Марина вытянула одну «албани» из хрустальной табакерки, где хранились турецкие сигареты с мундштуком из лепестков алой розы, передала ее Демону. Ада с некоторой скованностью тоже закурила сигарету.

— Ведь прекрасно знаешь, — сказала Марина, — отец не любит, когда ты куришь за столом.

— Да ну, ерунда! — пробормотал Демон.

— Я Дэна имею в виду, — жестко отрезала Марина. — Он весьма строг в этом вопросе.

— Ну а я — нет! — сказал Демон.

Ада с Ваном не могли удержаться от смеха. Все это выглядело шуткой — пусть не слишком удачной, но все же шуткой.

Но чуть погодя Ван произнес:

— Пожалуй, и я возьму «алиби», то есть «албани».

— Обратите внимание, — встрепенулась Ада, — как voulou[272] его оговорка! Когда хожу по грибы, с удовольствием выкуриваю сигарету, но стоит мне вернуться, этот несносный задира заявляет, что от меня попахивает романтическим лесным свиданием то ли с турком, то ли с албанцем!

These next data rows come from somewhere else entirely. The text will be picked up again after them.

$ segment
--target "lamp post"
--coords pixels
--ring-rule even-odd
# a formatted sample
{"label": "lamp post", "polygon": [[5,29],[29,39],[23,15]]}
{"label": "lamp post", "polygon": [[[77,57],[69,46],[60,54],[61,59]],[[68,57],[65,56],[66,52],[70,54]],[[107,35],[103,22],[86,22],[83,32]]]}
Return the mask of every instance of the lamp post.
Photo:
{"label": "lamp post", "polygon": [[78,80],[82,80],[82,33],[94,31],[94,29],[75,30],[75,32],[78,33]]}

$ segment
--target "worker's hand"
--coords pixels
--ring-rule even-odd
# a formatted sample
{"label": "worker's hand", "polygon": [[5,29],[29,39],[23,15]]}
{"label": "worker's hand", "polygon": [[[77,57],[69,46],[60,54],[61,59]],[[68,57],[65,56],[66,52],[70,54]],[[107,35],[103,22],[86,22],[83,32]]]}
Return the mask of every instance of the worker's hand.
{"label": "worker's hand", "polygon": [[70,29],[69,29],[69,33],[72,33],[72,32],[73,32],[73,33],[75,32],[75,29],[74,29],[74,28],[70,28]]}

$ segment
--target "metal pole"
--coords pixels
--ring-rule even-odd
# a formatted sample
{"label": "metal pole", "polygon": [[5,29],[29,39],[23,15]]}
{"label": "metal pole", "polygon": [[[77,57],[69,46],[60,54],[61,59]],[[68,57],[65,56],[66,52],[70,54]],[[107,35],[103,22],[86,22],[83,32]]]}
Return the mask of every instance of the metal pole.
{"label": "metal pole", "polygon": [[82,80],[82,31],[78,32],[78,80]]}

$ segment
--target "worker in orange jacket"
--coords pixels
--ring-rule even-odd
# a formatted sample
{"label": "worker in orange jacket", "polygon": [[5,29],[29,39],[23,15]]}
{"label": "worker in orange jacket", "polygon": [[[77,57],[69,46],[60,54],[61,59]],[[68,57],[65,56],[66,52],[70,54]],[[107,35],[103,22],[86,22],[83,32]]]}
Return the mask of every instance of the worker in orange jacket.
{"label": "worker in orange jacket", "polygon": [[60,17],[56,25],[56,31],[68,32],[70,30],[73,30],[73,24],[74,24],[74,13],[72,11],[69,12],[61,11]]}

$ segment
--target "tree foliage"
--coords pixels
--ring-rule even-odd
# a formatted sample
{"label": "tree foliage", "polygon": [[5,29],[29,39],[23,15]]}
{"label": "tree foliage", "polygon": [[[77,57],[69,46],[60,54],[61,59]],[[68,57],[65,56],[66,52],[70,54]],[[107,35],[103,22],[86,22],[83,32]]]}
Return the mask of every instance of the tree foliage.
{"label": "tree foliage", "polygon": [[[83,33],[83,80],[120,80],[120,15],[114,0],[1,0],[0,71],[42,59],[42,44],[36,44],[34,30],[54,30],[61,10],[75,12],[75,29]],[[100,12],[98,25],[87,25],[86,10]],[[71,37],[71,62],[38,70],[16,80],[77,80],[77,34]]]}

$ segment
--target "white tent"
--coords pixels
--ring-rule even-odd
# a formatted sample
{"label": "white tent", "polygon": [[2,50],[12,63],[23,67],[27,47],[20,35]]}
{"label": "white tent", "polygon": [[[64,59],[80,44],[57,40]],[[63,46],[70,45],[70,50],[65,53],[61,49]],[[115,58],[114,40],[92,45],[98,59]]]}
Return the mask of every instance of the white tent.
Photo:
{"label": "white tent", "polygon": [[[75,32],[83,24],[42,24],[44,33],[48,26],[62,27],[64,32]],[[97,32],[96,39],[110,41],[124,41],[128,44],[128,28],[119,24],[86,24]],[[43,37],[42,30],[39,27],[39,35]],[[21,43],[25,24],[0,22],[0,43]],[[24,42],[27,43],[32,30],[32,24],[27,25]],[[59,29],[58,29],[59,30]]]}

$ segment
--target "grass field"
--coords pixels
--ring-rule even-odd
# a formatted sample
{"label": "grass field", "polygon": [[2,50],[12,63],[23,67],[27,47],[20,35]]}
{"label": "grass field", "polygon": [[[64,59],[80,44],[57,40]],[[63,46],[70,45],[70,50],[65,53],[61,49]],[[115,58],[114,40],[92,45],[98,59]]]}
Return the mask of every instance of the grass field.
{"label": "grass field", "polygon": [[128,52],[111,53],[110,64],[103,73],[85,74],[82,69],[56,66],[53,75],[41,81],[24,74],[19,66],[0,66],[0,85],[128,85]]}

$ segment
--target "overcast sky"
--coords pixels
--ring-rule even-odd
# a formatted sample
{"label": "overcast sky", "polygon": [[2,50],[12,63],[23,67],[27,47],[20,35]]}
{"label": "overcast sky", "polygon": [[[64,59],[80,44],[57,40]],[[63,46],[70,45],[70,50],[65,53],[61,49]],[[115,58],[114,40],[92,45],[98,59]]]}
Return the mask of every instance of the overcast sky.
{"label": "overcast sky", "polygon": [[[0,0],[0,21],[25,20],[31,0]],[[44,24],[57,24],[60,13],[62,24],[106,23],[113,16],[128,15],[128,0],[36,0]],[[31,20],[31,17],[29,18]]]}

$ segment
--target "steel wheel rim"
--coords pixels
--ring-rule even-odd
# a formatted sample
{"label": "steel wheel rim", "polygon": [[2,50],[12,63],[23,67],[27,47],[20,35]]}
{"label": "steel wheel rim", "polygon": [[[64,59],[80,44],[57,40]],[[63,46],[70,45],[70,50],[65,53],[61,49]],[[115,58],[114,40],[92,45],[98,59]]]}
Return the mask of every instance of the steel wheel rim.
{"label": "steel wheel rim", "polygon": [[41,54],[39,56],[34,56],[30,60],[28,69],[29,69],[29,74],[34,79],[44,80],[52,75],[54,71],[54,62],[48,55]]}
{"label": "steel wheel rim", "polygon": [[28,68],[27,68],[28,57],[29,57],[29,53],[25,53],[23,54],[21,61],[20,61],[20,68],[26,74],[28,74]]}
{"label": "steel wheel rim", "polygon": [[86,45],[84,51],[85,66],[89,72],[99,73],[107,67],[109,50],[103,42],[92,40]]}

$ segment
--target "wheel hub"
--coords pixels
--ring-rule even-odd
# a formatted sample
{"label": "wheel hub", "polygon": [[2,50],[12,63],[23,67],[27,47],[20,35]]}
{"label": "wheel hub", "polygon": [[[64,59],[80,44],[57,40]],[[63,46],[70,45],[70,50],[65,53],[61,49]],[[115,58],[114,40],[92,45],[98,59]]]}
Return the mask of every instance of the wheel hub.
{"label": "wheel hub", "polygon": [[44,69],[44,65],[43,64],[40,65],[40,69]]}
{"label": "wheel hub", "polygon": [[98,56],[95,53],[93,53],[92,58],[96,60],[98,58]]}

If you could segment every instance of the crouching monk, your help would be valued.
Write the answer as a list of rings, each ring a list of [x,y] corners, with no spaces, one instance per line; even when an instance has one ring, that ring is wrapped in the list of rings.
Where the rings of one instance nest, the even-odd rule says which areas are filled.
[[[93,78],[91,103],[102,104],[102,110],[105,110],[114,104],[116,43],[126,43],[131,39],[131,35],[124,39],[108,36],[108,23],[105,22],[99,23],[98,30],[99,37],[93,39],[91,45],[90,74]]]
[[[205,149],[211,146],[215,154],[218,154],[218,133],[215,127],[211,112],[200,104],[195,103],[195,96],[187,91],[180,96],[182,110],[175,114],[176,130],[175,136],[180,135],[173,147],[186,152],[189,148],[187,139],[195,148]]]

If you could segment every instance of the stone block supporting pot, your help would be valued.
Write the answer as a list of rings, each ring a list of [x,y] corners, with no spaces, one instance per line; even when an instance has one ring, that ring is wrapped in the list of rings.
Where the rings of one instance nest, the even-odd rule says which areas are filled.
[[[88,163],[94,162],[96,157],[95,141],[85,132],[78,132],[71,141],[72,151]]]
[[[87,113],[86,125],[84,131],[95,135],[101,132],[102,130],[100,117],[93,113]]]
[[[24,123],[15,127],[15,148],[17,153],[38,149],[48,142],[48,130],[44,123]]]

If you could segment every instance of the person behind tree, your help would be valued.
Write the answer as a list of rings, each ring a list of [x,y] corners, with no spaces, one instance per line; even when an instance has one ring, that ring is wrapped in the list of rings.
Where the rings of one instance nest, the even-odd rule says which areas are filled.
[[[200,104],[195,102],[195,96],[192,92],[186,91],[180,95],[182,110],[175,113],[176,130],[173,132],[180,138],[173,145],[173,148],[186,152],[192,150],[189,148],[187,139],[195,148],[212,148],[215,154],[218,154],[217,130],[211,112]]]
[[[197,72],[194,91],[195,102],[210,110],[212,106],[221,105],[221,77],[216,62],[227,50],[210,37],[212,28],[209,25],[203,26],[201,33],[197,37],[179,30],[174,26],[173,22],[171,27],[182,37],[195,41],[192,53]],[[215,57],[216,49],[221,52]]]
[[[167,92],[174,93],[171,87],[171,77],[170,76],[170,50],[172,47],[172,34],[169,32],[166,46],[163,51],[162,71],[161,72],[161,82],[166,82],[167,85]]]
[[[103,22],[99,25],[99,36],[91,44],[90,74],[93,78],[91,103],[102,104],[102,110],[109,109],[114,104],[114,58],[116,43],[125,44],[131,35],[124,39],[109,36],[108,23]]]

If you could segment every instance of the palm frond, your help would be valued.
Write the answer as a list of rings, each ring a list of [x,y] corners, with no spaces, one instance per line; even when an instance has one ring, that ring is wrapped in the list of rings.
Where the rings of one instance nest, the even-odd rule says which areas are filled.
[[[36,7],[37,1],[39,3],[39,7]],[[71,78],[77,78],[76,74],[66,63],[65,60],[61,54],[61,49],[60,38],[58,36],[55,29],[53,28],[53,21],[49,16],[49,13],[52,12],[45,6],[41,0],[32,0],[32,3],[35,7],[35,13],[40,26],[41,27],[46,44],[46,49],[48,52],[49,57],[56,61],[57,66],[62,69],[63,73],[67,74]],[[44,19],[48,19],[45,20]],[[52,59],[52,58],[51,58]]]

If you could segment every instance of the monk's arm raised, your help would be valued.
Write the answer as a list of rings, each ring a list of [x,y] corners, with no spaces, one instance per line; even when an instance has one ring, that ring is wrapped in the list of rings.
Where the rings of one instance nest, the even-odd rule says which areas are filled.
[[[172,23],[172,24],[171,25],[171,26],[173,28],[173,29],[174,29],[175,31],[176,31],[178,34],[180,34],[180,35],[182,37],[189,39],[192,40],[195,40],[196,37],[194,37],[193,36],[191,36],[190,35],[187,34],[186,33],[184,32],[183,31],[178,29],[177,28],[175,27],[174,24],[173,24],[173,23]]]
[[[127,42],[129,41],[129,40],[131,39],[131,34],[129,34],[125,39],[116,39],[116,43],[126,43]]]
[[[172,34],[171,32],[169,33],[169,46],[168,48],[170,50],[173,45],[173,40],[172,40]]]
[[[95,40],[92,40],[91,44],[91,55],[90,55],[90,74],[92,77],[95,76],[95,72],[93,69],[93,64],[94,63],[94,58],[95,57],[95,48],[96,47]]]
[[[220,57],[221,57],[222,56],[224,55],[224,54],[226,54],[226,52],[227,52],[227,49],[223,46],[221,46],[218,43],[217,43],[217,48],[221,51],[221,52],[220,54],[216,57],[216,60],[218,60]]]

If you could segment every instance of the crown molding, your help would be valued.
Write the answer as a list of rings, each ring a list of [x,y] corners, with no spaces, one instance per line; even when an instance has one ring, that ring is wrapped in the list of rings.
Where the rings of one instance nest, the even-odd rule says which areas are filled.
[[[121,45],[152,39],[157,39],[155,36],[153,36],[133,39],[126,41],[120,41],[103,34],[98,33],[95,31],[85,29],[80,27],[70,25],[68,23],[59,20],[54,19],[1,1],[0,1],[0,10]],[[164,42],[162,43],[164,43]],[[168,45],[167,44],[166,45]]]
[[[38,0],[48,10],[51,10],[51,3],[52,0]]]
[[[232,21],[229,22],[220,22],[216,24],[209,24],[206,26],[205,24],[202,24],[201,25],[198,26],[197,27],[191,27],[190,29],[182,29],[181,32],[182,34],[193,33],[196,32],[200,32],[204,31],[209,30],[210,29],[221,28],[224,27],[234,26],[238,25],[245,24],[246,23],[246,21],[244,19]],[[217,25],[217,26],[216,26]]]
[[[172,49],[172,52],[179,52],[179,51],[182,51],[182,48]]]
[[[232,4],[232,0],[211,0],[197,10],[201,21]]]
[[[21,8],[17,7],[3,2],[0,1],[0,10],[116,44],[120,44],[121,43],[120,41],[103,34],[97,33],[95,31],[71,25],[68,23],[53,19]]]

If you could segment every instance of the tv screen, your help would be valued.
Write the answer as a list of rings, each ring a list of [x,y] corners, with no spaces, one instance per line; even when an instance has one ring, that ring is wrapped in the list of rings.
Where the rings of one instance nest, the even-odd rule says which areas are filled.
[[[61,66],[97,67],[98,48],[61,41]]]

— Что ж, — заметил Демон, — весьма разумно со стороны Вана послеживать за твоей нравственностью.

Настоящий русский профитроль (наимягчайшее «ль»), впервые изготовленный русскими кулинарами в Гавана еще до 1700 года, представляет собой вздутую плюшку, покрупнее и покрытую более жирным шоколадным кремом, чем маленькие, темненькие «профит-ролли»[273], подаваемые в ресторанах Европы. Наши знакомые уже покончили с этим десертом, калорийным, приправленным chocolat-au-lait[274] соусом, и уж готовы были приступить к фруктам, но им помешало возбужденное появление Бута в сопровождении его папаши, а также спотыкающегося на ходу Джонса.

В доме разом, заурчав, принялись содрогаться все унитазы и водопроводные трубы. Такое обычно случалось перед междугородным звонком, Марина, которая вот уж несколько дней ждала из Калифорнии определенного отклика на свое пылкое послание, едва сдерживая вспененное нетерпение, чуть было не кинулась бегом к дорофону в зале, заслышав первый захлебывающийся звонок, вот тут-то юный Бут поспешно и подлетел, таща за собой на длинном зеленом шнуре (на глазах то растягивавшегося, то сжимавшегося, пульсируя, точно змея при заглатывании мышки-полевки) трубку, медью и перламутром инкрустированную, которую Марина с неистовым «A l'eau»[275] (алё!) прижала к уху. Выяснилось, однако, что звонит старый зануда Дэн, спеша известить домашних, что этот Миллер все-таки и под вечер не выбрался и что в Ардис они вместе отправятся завтра ранним утром, которое вечера мудренее.